Imitation Learning

Here we show an example of using VISTA to learn a neural-network-based policy with the most basic variant of imitation learning (i.e., behavior cloning). Since sensor data synthesis is not required in imitation learning, we show how to extract a passive dataset upon which the data-driven simulation is built with VISTA’s interface. The high-level idea is to construct a world containing an ego-agent in VISTA and run the agent with human control command in the passive dataset without doing sensor data synthesis to avoid redundant computation.

First, we initialize VISTA world with an agent attached with a sensor (we use RGB camera here for illustration). Note that it’s often useful to implement an additional sampler since balanced training data distribution is often of great significance for supervised learning.

self._world = vista.World(self.trace_paths, self.trace_config)
self._agent = self._world.spawn_agent(self.car_config)
self._camera = self._agent.spawn_camera(self.camera_config)
self._world.reset()
self._sampler = RejectionSampler() # data sampler

Then, we can implement a data generator that runs indefinitely to produce a training dataset.

# Data generator from simulation
self._snippet_i = 0
while True:
    # reset simulator
    if self._agent.done or self._snippet_i >= self.snippet_size:
        self._world.reset()
        self._snippet_i = 0

    # step simulator
    sensor_name = self._camera.name
    img = self._agent.observations[sensor_name] # associate action t with observation t-1
    self._agent.step_dataset(step_dynamics=False)

    # rejection sampling
    val = self._agent.human_curvature
    sampling_prob = self._sampler.get_sampling_probability(val)
    if self._rng.uniform(0., 1.) > sampling_prob:
        self._snippet_i += 1
        continue
    self._sampler.add_to_history(val)

    # preprocess and produce data-label pairs
    img = transform_rgb(img, self._camera, self.train)
    label = np.array([self._agent.human_curvature]).astype(np.float32)

    self._snippet_i += 1

    yield {'camera': img, 'target': label}

The implementation is straightforward.

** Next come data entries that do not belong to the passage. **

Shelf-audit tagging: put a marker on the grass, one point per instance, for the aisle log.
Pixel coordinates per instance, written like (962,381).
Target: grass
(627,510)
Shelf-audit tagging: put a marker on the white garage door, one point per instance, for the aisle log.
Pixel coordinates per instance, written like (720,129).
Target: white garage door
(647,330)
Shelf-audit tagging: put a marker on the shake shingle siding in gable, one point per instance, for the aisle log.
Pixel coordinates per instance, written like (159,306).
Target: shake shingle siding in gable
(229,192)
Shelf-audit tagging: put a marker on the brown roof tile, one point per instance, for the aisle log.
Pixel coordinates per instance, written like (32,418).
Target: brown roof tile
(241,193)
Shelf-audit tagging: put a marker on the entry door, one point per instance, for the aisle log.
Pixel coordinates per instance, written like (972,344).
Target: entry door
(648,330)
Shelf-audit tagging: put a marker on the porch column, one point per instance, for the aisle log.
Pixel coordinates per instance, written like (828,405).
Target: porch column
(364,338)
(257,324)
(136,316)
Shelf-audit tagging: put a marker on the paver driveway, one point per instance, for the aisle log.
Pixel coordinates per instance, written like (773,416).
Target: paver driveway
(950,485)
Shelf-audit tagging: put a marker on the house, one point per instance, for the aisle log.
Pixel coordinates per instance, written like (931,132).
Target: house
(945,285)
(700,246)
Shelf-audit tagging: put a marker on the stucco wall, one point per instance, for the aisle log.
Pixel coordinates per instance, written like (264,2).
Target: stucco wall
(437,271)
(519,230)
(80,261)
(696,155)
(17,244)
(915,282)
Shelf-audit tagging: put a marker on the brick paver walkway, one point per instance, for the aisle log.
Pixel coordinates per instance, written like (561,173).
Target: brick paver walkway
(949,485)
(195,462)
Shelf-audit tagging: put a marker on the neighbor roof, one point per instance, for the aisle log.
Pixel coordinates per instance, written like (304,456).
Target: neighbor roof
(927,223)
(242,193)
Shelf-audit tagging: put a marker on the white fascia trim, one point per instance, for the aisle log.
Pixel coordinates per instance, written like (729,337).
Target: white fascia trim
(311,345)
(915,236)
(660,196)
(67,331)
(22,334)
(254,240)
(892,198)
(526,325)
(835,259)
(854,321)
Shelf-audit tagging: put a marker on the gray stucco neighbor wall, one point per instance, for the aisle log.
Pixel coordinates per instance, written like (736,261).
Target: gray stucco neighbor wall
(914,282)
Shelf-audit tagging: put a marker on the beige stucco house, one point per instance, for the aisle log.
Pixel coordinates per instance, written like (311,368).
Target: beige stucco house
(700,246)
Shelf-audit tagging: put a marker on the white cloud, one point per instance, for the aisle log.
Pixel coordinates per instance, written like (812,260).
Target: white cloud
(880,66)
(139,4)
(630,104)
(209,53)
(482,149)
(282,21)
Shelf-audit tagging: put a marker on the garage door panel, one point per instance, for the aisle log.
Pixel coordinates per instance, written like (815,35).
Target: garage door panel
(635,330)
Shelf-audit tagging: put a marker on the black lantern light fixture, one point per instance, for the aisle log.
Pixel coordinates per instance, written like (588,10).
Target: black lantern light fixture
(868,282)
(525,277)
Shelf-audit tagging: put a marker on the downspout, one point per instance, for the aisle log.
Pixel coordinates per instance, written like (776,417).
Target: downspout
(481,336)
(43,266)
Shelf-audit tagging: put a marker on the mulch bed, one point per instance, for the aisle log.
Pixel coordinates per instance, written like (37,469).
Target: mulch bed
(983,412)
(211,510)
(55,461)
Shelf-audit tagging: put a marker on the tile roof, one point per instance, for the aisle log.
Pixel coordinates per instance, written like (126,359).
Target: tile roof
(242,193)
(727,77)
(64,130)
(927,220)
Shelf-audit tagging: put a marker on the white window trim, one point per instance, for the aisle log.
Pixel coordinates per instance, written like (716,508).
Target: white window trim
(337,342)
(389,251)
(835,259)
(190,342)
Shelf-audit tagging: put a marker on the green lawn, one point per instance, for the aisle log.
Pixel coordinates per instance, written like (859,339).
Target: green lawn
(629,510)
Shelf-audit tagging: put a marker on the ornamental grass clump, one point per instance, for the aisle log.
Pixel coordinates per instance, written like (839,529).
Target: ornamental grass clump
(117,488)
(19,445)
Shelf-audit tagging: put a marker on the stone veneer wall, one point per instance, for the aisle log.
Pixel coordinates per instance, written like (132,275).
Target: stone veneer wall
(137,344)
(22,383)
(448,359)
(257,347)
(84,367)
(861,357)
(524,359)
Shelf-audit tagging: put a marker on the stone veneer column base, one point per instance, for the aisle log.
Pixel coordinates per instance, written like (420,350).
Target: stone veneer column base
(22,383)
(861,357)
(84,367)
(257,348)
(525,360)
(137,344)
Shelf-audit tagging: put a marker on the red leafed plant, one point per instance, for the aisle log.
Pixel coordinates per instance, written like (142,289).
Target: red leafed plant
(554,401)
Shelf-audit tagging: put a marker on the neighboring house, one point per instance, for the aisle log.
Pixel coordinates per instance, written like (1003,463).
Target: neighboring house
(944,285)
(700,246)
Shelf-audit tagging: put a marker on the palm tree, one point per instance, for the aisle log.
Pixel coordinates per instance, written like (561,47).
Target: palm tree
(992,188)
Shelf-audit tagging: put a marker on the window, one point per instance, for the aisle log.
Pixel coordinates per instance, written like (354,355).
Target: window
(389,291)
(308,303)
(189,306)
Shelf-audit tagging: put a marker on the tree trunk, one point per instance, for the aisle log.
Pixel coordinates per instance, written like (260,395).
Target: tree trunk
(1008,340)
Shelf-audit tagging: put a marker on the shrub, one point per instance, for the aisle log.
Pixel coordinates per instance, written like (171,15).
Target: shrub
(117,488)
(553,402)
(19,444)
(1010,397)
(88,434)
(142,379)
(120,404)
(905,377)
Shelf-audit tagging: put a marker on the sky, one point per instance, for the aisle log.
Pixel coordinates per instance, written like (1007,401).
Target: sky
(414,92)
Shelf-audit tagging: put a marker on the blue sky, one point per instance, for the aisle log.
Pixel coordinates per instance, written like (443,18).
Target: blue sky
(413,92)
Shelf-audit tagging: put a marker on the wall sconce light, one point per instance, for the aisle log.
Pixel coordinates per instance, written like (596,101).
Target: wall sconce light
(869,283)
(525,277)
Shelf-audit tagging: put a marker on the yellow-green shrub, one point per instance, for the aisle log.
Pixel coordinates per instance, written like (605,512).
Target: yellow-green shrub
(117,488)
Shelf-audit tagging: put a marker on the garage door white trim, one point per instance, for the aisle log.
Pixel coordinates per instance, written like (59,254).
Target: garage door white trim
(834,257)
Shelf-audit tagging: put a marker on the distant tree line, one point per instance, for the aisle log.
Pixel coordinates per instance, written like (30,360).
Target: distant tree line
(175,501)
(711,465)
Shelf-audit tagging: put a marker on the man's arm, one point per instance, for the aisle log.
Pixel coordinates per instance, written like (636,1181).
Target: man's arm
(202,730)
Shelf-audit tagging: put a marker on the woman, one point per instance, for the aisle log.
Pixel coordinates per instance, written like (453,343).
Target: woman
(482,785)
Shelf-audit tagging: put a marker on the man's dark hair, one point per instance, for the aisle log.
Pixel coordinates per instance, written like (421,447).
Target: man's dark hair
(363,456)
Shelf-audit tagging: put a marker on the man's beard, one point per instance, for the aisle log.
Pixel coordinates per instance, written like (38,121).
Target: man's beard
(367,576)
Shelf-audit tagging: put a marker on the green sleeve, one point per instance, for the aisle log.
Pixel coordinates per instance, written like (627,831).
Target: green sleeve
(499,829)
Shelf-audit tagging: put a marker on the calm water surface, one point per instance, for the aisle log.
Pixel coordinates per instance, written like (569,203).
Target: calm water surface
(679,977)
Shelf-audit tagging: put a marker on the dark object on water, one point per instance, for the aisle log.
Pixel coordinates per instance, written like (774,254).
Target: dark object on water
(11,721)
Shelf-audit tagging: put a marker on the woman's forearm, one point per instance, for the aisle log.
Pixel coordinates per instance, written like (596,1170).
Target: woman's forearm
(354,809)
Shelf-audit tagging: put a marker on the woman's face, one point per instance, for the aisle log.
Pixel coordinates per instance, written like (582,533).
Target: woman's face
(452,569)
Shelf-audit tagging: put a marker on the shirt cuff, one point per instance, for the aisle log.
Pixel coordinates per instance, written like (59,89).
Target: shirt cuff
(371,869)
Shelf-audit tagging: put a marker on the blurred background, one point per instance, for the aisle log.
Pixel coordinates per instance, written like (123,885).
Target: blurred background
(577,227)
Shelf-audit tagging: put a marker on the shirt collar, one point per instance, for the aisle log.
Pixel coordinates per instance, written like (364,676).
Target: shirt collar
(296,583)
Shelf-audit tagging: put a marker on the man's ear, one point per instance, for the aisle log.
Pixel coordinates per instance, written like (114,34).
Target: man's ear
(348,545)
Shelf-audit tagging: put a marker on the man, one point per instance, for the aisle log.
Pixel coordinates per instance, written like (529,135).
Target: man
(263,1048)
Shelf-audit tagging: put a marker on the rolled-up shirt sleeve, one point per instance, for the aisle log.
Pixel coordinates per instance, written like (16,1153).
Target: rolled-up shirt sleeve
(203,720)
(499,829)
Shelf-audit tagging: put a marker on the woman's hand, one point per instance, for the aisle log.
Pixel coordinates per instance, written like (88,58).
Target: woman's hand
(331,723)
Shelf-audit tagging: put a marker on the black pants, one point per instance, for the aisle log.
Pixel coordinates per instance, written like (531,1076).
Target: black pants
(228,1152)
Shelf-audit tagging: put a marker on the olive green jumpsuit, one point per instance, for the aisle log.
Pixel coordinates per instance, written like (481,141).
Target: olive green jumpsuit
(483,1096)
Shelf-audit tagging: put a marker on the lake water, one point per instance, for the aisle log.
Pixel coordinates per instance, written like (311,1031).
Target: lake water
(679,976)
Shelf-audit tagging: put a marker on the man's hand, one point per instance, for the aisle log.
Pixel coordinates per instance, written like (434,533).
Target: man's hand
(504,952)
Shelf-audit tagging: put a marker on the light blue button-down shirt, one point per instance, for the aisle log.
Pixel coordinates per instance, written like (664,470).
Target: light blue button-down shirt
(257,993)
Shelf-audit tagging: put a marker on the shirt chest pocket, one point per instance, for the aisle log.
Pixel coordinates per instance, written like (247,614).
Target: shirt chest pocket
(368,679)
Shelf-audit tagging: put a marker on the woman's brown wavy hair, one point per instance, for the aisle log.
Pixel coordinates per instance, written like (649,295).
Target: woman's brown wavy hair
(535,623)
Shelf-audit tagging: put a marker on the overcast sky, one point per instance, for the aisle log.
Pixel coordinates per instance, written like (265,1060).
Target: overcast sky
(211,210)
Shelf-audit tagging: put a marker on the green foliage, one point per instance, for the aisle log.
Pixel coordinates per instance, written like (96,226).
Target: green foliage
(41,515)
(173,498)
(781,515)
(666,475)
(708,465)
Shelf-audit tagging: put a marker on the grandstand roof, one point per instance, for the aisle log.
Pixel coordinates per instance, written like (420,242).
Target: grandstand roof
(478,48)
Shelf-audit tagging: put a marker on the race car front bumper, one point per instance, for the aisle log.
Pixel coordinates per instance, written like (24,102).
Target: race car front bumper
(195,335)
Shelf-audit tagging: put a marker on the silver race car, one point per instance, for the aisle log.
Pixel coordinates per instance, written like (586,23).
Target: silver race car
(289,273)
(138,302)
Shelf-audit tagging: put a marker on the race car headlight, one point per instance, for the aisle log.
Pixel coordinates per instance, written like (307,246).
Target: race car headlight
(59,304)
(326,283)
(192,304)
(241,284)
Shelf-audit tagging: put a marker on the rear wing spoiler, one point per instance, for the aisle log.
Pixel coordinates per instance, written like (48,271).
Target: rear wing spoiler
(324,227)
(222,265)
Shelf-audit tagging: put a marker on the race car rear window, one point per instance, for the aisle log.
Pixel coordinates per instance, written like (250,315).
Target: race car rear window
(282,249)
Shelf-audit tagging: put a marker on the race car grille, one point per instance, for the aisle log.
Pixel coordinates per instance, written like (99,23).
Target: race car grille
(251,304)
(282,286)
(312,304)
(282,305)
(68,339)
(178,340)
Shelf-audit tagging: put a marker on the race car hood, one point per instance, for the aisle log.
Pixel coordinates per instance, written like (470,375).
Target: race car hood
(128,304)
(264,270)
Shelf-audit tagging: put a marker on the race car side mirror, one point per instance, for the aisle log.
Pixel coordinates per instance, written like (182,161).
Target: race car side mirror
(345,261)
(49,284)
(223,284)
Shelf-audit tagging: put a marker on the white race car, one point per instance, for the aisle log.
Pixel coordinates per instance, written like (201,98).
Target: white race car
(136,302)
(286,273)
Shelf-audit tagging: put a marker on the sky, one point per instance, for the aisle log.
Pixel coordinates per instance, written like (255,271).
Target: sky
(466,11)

After resetting the simulator (the pointer to the passive dataset is randomly initialized), we step through the dataset to get the next frame by calling agent.step_dataset, followed by a rejection sampling to balance the steering control command (human_curvature). Finally, we preprocess sensor data and construct data-label pairs for training. Note that we usually set a maximum snippet size to make sure that each snippet, a series of data from the start (a reset) to the termination (another reset), won’t last indefinitely and training data can have sufficient diversity. Also, to ensure the i.i.d. data distribution that is required for stochastic gradient descent, the data stream (yield {'camera': img, 'target': label} ) is connected to a buffer with shuffling. For more details, please check examples/advanced_usage/il_rgb_dataset.py.